An anniversary Mass will be held tonight for the families of the five schoolgirls killed in a bus crash in Co Meath last year.
The five teenagers died and 46 other students were injured when the Bus Éireann school bus skidded and toppled over at Kentstown, Co Meath, a year ago today.
The bus, which was not fitted with seatbelts, was carrying students from a number of secondary schools in Navan.
The Mass will be celebrated by Bishop of Meath Dr Michael Smith at the Church of the Assumption, Beauparc, Co Meath, this evening.
Following the service, Dr Smith will bless a memorial garden beside the church in remembrance of Aimee McCabe (15), Claire McCluskey (18), Deirdre Scanlon (17), Lisa Callan (15) and Sinead Ledwidge (15).
Dr Smith said last night the families had received tremendous support from friends, neighbours, the clergy and the local schools. "They really came up trumps at the time and continue to do so. They're a very rooted community," he said.

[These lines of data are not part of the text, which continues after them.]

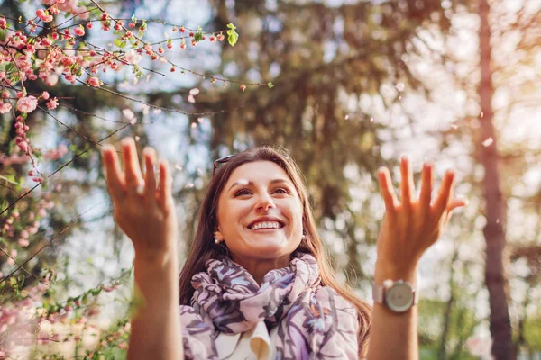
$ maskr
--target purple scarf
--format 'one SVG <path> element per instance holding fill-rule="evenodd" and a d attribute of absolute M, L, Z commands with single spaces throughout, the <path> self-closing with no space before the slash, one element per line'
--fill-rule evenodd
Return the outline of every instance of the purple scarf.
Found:
<path fill-rule="evenodd" d="M 276 359 L 358 358 L 357 310 L 321 285 L 312 255 L 294 253 L 289 266 L 267 273 L 261 287 L 231 259 L 206 266 L 192 277 L 192 306 L 180 305 L 187 359 L 218 359 L 220 332 L 242 333 L 261 320 L 278 326 Z"/>

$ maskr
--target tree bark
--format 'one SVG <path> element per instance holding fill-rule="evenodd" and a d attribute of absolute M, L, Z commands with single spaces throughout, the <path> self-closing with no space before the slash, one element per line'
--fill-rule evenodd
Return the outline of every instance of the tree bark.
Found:
<path fill-rule="evenodd" d="M 481 135 L 483 146 L 480 158 L 484 167 L 484 196 L 487 224 L 483 229 L 486 240 L 485 283 L 489 290 L 491 307 L 490 329 L 492 338 L 491 353 L 495 359 L 512 359 L 513 346 L 511 323 L 508 310 L 507 278 L 503 267 L 505 248 L 505 204 L 500 189 L 497 141 L 492 123 L 492 71 L 491 69 L 491 46 L 489 25 L 490 5 L 487 0 L 479 0 L 479 46 L 481 52 L 481 83 L 479 97 Z"/>

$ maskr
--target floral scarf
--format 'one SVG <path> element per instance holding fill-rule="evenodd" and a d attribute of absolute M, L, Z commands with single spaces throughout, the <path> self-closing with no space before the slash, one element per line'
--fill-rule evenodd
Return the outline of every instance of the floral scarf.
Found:
<path fill-rule="evenodd" d="M 294 253 L 289 266 L 267 273 L 261 285 L 229 258 L 212 259 L 192 277 L 191 305 L 180 305 L 187 359 L 218 359 L 220 332 L 242 333 L 264 320 L 278 327 L 276 359 L 356 359 L 356 309 L 322 286 L 313 256 Z"/>

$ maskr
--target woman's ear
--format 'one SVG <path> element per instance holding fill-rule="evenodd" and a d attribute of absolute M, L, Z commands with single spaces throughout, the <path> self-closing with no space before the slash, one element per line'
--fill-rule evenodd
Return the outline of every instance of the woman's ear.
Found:
<path fill-rule="evenodd" d="M 222 231 L 220 231 L 220 228 L 216 228 L 216 230 L 214 232 L 214 237 L 215 237 L 215 239 L 216 239 L 216 240 L 224 239 L 224 235 L 222 235 Z"/>

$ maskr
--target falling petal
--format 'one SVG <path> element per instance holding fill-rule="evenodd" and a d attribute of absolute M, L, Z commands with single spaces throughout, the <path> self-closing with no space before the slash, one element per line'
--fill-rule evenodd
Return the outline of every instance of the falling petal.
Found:
<path fill-rule="evenodd" d="M 489 139 L 487 139 L 486 140 L 484 140 L 482 142 L 482 146 L 485 147 L 485 148 L 490 147 L 492 144 L 492 142 L 494 142 L 494 140 L 492 140 L 492 138 L 489 138 Z"/>
<path fill-rule="evenodd" d="M 128 120 L 133 120 L 135 117 L 135 114 L 133 113 L 133 112 L 132 111 L 132 109 L 124 109 L 122 111 L 122 113 L 126 117 L 126 119 Z"/>

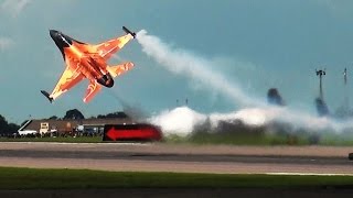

St Michael's Loreto College, which lost four of its pupils in the crash, held a private memorial service in St Mary's Church in Navan last night.
Students in St Michael's have sold 7,000 keyrings with the message "life is a gift" inscribed on them in memory of their friends. They have raised €14,000 for the Children's unit of the Louth/Meath Hospital Group.
Bus Éireann said yesterday that all school buses would be fitted with seatbelts by September, three months ahead of the schedule given by Minister for Education Mary Hanafin last July.
The fitting of seatbelts to the 650 buses in the school bus fleet began last February and, according to a Bus Éireann spokeswoman, was now one-third complete.